Active Liveness Detection
This active liveness check provides some sets of activities to check face liveness for the purpose of liveness verification. The Nodeflux active liveness SDK gives you some benefits to create better onboarding flow during the verification process, such as:
- Double spoof checking by performing AI model combination of active liveness process and passive liveness.
- Carefully designed simple UI to guide your customers to perform motion checking for preventing liveness attacks.
- Secure the spoofing activity by filtering artificial input such as masks, print attacks, and replay attacks.
The SDK will verify the face liveness twice, first by checking the motion and then doing the passive liveness check. The motion check will be done on the SDK (on the device), but the passive check will be sent to the Nodeflux Backend to be verified.
Active Liveness Gesture Overview
On the active liveness part, users should follow instructions to be verified as a live person. Some poses will consider the user to not use attributes during taking the selfie to prevent false checking. It has 3 random head pose combinations containing pitch, yaw, roll movement; blinking eyes movement, and smile.
- 1.To be verified as “Live”, a person should do liveness instructions.
- 2.All of the instructions must be done in under 10 seconds. Otherwise, the process will start from the beginning.
- 3.Only a single face in the frame is allowed, otherwise, the process cannot continue and will start from the beginning.
- 4.The face-id of the user must be consistent. If there any face changes during the process, the SDK will be detected as a different person, so the process will start from the beginning.
- 5.Please frame the face and neck are captured on the guidance frame.
The active liveness pose will capture the selfie movement based on the instruction. If the user does the wrong pose instruction, it will be rejected and get vailed verification. The user should pass the verification before 10 seconds, if the verification time is up, the process will be repeated from the beginning.
To check the head pose movement, we use the pitch as X-axis movement, yaw as Y-axis movement, roll as Z-axis movement.
Head Movement Axis
The pitch movement consists of nod up and nod down, the yaw movement consists of a look right and a look left pose, and for the roll movement consist of nod right and nod left. To change the pose instruction, please check our string.xml details. You are able to modify the wording for a better experience. Here are the list of possible head random poses on Nodeflux Active Liveness.

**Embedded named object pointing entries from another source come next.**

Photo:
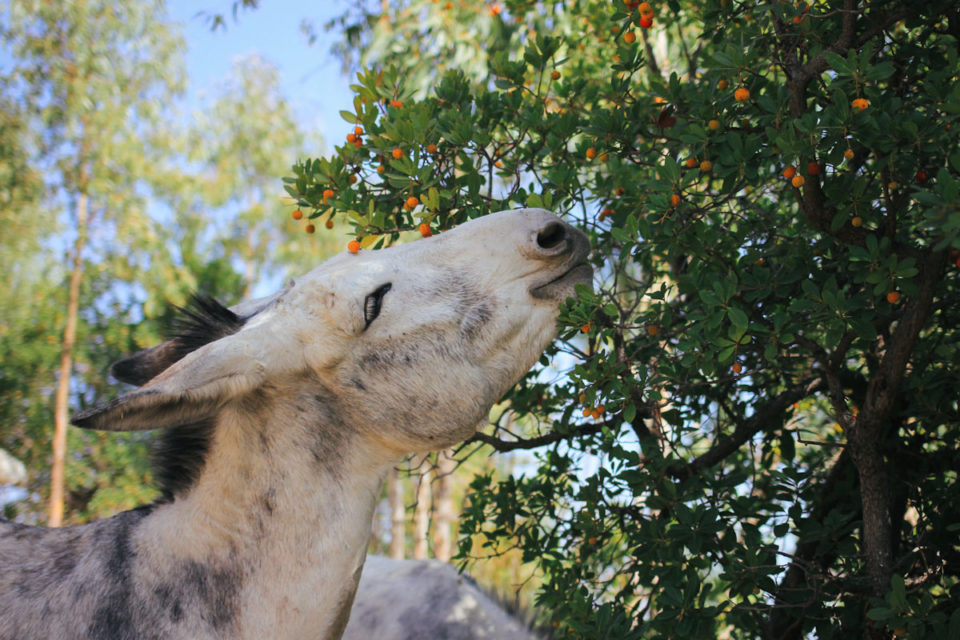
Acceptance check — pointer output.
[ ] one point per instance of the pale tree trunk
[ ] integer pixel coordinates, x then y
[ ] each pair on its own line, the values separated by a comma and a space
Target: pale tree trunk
62, 397
421, 511
398, 530
443, 514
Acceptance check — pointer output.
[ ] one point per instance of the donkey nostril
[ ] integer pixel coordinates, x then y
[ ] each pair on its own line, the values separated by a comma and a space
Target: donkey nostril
551, 235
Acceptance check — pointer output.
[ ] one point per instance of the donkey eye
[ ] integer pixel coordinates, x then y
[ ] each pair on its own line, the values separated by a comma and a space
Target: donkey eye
371, 306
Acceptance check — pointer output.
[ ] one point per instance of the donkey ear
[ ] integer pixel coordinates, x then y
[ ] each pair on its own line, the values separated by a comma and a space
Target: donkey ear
190, 390
201, 321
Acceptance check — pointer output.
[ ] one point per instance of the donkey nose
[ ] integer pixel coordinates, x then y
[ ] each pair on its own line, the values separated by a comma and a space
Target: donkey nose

We use a landmark for validating the instruction. The object occlusion can contribute false positives in the mouth pose. Such as face masks, sunglasses, and normal glasses.
- Face masks most likely though not absolutely will affect mouth pose detection by giving the low probability of smile detection. Different masks can produce different pose quality readings and can cause false positives. On our benchmark, the mask types that we test are medical masks and n95 type with solid color with no color/printing texture.
- Sunglasses will affect eye pose detection. Using dark sunglasses interfere with eye detection, however, transparent sunglasses can cause false detection. It means there will be a possibility of using sunglasses the verification is passed.
- Eyeglasses, although it is transparent, the possibility of occlusion will be found on glare light effect on the glasses. Avoid this condition so that the possibility of false detection can be decreased.